Однажды Ваня приходит домой с молотком. Идёт в зашторенную гостиную, где блестит лаком старенькое пианино – его жестокий тиран. Откидывает крышку и обрушивает первый удар на выцветшие клавиши. Пианино фальшиво взвизгивает, и мелодия медленно умирает в нём, жалко бренча, как некрасивая девочка, которая некрасиво плаче. Второй удар, третий… Клавиши чёрно-белым фонтаном разбрызгиваются по комнате. Струны лопаются. На лакированный крышке змеятся трещины, и крошки краски парят в воздухе.

Мать Вани прибегает на шум. Она видит потрёпанный молоток, остатки пианино и покрасневшие руки сына со вздутыми венами. Она вскрикивает и роняет свои маникюрные ножницы и лак для ногтей. Красная лужица разрастается на полу, пачкая одинокие столбики клавиш, и кажется, что они истекают кровью, что их ранили. Ване не жаль. Не жаль ненавистного тирана, как не жаль его мать. Она кричит и рыдает. Чёрная тушь течёт по щекам. «Ваня, что ты делаешь?» «Пианино! Оно столько стоило! Я его еле достала!» «Я отдам тебя в частную школу. Нет, нет, к психологу. Точно, тебе нужен психолог». «Это всё твои друзья! Я запрещаю тебе общаться с ними!» «Ваня, перестань. Все эти твои художества слишком много стоят. Ты потом пожалеешь!» Сотни упрёков и криков, сотни жалоб, вываливающихся из накрашенного рта. И неизменный вопрос, как припев в унылой, фольклорной песне «Что ты наделал?». Ваня молчит. У него хрипит горло, и жарко дыхание свищет сквозь зубы. Он оставляет молоток и выходит из комнаты, оставляя рыдающую мать одну. Она тоже тиран. Она тоже никогда его не понимала.

За Ваней захлопывается дверь. Мать собирает клавиши, пачкая пальцы в лаке.
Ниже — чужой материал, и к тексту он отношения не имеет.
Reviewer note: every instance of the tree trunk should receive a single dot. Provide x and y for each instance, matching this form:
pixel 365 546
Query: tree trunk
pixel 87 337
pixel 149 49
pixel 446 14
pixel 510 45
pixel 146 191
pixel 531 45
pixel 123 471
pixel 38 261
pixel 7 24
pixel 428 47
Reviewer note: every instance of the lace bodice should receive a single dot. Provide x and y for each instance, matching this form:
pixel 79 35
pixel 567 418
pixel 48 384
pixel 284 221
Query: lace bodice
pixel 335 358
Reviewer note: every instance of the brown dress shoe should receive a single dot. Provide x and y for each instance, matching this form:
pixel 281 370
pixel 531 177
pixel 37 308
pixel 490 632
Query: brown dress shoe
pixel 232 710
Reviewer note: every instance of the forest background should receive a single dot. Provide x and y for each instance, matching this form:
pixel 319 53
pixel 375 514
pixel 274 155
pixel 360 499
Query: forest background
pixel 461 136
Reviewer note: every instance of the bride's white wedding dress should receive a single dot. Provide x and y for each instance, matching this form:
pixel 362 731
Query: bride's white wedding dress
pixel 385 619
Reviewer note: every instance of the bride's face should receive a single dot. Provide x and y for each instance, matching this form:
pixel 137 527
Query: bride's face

Густо-красная кровь течёт по руке. Надо звонить директору, учителям, Тамаре Александровне. Что он делает? Где она ещё достанет пианино?  Ну ничего, как-нибудь достанет и обязательно уговорит его вернуться в музыку. Она попросит у Светы номер психолога и всё будет хорошо. Просто дурное влияние…


Небо подёрнуто бледно-серой дымкой, будто обкурилось. Кажется, от него пахнет красным Мальборо. Металлический парапет приятно холодит пальцы. Ветер освежает голову. Серая река внизу ребрится и волнуется, будто шёлк. Огромная, широкая и неправильная своей хмурой красотой. Красотой, которую не все поймут. От неё веет настоящим, естественным и свободным, без прикрас и ужимок. Ваня любит эту реку.
 
- Так ты пойдёшь в ученики ко мне? – спрашивает Лёха, мастер в местном тату-салоне. Ходят слухи, что все свои цветные татуировки на груди и руках он набил себе сам. От него пахнет потом и перегаром, а в щетине застряли крошки пепла. Он тоже настоящий. Ваня в чём-то восхищается им.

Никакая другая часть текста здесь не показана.